CONTACT: Gilles Bissonnette, ACLU-NH Legal Director, 603-224-5591, firstname.lastname@example.org
CONCORD, NH – Today the New Hampshire Senate voted to pass HB 1264 with a pushed back implementation date, a nearly identical bill to HB372, and send it back to the New Hampshire House for approval. HB 1264, which passed the Senate earlier this year, is nearly identical to HB 372 and would require individuals to obtain a New Hampshire driver’s license and car registration after they vote, effectively implementing a post-election poll tax that will disproportionately impact citizens including snow birds and medical residents, and especially New Hampshire’s college students.
“With the decision to advance HB 1264 with a pushed back implementation date, Granite State conservatives are proving that they have been so focused on limiting eligible voters’ access to the ballot that not only are they moving identical bills forward, but they haven't even figured out how to enforce these bills,” said America Votes New Hampshire State Director Liz Wester. “Lawmakers must shift their attention to addressing the many real threats to the security of our electoral system ahead of the midterm elections. Governor Sununu must remain steadfast in his opposition to these damaging measures and veto both bills when they reach his desk.”

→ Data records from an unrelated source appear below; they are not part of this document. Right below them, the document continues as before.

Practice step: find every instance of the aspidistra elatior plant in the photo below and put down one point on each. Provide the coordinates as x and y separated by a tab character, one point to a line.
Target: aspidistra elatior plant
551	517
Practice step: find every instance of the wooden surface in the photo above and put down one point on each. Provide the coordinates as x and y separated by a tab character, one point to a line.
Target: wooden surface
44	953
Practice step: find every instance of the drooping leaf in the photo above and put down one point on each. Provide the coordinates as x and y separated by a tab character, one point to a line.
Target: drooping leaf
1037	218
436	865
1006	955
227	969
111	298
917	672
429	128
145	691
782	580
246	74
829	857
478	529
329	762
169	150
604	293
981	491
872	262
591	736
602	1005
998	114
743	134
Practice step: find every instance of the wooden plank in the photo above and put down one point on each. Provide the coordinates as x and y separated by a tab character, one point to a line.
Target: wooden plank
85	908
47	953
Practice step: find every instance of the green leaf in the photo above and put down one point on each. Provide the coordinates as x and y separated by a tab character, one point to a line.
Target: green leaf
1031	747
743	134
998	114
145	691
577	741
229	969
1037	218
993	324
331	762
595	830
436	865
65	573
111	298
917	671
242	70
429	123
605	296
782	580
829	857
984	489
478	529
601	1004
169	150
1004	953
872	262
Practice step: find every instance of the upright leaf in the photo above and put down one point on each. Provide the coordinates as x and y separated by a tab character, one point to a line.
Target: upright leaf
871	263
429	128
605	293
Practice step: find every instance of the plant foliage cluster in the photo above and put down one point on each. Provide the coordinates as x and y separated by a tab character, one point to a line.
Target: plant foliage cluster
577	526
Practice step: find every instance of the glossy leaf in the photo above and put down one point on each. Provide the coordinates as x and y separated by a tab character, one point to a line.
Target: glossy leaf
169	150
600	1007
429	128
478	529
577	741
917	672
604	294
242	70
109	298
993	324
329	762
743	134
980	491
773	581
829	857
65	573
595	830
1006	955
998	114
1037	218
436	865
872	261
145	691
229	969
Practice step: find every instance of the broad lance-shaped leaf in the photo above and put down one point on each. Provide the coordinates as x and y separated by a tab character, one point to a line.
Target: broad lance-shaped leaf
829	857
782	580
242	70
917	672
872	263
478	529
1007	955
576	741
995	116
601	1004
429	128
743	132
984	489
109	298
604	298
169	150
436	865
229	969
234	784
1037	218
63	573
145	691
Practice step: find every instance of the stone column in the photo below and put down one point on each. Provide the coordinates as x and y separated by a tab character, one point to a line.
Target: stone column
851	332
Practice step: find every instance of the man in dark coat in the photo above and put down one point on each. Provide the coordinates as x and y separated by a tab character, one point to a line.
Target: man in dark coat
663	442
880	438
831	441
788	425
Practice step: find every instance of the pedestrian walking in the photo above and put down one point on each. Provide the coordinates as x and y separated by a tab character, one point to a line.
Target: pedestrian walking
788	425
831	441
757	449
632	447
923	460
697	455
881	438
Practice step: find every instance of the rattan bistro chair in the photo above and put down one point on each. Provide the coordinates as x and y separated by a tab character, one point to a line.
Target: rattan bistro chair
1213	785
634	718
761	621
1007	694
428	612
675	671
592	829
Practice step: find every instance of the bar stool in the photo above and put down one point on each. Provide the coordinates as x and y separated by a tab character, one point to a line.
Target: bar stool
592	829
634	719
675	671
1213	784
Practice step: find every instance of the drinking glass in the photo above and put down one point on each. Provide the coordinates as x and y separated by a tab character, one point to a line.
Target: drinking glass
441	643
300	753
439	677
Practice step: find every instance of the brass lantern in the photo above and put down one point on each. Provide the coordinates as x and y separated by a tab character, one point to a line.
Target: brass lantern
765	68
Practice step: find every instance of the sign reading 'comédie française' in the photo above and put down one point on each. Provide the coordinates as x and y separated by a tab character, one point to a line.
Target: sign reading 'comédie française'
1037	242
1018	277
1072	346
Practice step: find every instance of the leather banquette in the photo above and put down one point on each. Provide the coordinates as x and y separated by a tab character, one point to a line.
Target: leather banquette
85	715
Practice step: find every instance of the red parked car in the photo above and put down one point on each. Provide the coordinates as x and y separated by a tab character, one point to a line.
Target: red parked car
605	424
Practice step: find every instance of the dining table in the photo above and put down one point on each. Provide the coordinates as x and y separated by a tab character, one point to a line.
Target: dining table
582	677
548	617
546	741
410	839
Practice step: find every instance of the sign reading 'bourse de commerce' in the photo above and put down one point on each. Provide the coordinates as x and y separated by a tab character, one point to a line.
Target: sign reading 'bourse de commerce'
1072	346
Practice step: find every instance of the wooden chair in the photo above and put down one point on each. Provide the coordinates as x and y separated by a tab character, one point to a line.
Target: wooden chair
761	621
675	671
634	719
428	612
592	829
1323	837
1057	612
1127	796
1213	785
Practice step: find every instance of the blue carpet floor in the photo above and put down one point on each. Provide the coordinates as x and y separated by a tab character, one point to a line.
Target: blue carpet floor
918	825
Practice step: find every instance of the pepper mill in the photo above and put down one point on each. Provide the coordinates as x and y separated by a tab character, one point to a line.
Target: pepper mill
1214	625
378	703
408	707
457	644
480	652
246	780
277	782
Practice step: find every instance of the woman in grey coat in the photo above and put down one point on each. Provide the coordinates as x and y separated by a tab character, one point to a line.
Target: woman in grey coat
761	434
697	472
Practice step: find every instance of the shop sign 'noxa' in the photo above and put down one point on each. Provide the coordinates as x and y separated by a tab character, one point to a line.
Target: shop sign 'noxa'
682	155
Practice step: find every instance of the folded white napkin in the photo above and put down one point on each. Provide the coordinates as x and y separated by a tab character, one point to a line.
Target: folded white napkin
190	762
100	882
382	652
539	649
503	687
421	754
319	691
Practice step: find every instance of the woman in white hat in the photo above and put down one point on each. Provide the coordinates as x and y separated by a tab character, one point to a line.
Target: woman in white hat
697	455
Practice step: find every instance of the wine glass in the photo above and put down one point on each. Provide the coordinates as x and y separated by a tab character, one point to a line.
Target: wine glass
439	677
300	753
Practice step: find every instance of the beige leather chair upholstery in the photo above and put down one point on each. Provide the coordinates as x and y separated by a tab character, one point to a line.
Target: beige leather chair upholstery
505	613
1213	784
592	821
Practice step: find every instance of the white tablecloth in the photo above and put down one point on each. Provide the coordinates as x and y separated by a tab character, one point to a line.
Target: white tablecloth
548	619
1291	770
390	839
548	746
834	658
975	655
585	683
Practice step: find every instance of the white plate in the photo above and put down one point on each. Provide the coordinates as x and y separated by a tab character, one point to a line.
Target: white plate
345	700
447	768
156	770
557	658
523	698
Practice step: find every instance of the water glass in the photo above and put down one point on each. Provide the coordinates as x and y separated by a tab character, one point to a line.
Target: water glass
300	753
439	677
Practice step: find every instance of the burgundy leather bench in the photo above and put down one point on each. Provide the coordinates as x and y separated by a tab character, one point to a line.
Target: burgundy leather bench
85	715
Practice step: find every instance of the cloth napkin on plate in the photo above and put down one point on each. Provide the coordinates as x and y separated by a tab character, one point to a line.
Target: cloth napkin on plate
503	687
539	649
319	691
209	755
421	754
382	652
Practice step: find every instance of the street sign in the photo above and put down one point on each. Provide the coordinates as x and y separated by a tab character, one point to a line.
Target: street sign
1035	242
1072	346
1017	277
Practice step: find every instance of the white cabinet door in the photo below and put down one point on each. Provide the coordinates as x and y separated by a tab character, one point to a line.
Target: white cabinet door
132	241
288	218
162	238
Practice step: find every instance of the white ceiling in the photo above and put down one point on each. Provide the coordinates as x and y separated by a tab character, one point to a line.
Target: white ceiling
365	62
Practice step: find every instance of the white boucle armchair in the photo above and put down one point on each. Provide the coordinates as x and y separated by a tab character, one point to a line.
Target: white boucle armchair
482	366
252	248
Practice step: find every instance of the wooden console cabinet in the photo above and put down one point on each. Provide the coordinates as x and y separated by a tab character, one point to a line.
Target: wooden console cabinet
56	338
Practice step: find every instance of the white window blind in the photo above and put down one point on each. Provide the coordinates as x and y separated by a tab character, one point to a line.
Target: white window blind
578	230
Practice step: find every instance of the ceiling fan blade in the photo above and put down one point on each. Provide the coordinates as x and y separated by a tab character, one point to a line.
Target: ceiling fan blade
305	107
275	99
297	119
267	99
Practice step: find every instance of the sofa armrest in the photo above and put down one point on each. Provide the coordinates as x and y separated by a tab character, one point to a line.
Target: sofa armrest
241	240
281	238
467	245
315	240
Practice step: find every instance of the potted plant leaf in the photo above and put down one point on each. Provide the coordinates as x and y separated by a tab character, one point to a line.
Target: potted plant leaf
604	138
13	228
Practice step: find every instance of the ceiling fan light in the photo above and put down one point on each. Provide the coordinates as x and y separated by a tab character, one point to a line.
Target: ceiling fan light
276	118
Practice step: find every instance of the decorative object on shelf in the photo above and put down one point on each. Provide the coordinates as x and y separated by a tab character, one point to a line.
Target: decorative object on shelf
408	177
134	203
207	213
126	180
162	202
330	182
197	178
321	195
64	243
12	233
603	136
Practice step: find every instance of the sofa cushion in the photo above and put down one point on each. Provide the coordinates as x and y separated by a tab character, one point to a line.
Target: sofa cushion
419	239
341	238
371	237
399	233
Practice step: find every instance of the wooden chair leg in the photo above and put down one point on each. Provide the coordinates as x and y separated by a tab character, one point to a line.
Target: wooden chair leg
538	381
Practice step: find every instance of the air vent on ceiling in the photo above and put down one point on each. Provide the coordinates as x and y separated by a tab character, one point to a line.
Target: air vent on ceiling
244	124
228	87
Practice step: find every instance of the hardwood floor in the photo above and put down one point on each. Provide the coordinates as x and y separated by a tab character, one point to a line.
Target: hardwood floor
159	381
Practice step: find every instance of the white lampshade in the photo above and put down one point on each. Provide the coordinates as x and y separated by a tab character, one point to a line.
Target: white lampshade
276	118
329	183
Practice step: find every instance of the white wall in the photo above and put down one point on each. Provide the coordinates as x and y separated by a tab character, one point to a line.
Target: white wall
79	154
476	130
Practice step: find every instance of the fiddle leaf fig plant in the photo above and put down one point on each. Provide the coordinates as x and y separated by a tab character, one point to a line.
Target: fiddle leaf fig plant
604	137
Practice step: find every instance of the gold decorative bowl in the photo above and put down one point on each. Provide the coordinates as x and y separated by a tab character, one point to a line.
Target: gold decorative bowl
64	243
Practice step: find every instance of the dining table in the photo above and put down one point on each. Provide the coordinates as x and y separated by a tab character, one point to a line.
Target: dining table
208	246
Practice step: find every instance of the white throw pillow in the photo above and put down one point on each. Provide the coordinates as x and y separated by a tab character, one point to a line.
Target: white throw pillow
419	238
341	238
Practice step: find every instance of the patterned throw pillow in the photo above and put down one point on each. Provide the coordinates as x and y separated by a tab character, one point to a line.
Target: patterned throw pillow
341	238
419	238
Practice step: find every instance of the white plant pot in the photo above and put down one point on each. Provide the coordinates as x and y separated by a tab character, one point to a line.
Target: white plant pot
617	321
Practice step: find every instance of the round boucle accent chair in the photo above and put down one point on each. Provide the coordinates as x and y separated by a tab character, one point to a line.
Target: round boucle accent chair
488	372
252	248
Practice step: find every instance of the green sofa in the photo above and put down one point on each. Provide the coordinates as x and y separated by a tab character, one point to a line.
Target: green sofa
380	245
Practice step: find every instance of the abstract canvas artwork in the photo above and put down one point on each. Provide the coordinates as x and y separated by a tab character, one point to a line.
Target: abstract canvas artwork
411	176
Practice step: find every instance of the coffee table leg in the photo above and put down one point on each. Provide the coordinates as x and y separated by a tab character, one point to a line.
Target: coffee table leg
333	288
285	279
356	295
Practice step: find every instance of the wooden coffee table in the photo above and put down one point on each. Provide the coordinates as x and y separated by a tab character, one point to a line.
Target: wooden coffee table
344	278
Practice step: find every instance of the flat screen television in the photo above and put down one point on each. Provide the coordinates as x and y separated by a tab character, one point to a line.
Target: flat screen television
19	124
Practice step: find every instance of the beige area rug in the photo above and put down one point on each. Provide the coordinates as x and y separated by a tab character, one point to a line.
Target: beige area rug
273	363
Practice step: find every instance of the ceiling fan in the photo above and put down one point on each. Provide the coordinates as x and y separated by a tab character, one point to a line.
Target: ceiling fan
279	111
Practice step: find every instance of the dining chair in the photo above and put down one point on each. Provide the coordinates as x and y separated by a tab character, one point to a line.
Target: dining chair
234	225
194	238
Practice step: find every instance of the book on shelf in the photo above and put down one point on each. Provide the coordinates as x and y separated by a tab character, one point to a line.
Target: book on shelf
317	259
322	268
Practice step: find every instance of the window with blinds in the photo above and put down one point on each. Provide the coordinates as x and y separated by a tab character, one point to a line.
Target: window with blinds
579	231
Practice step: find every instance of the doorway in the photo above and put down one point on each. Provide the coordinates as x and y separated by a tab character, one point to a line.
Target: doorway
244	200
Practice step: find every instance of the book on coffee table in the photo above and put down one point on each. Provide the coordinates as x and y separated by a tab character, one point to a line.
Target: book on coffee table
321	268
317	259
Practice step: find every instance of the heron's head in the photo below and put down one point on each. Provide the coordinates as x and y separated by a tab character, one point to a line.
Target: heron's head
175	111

“HB 1264 would disproportionately impact eligible voters who live in New Hampshire, including college students and other individuals who know that they will be moving from New Hampshire at a later date. These Granite Staters actively participate in local affairs – they volunteer in our schools; hospitals and soup kitchens; work for local employers; spend money in local stores; and pay rent to local landlords. They are stakeholders in our communities and should be able to exercise their constitutionally-protected right to vote without having to pay fees as a condition of exercising this sacred vote,” said American Civil Liberties Union of New Hampshire Legal Director Gilles Bissonnette. “This bill is bad policy and it intimidates eligible NH voters. This is not the attitude for which our First-In-The-Nation state should become known. We encourage the Governor to veto this bill, as he has publicly stated his opposition to this bill.”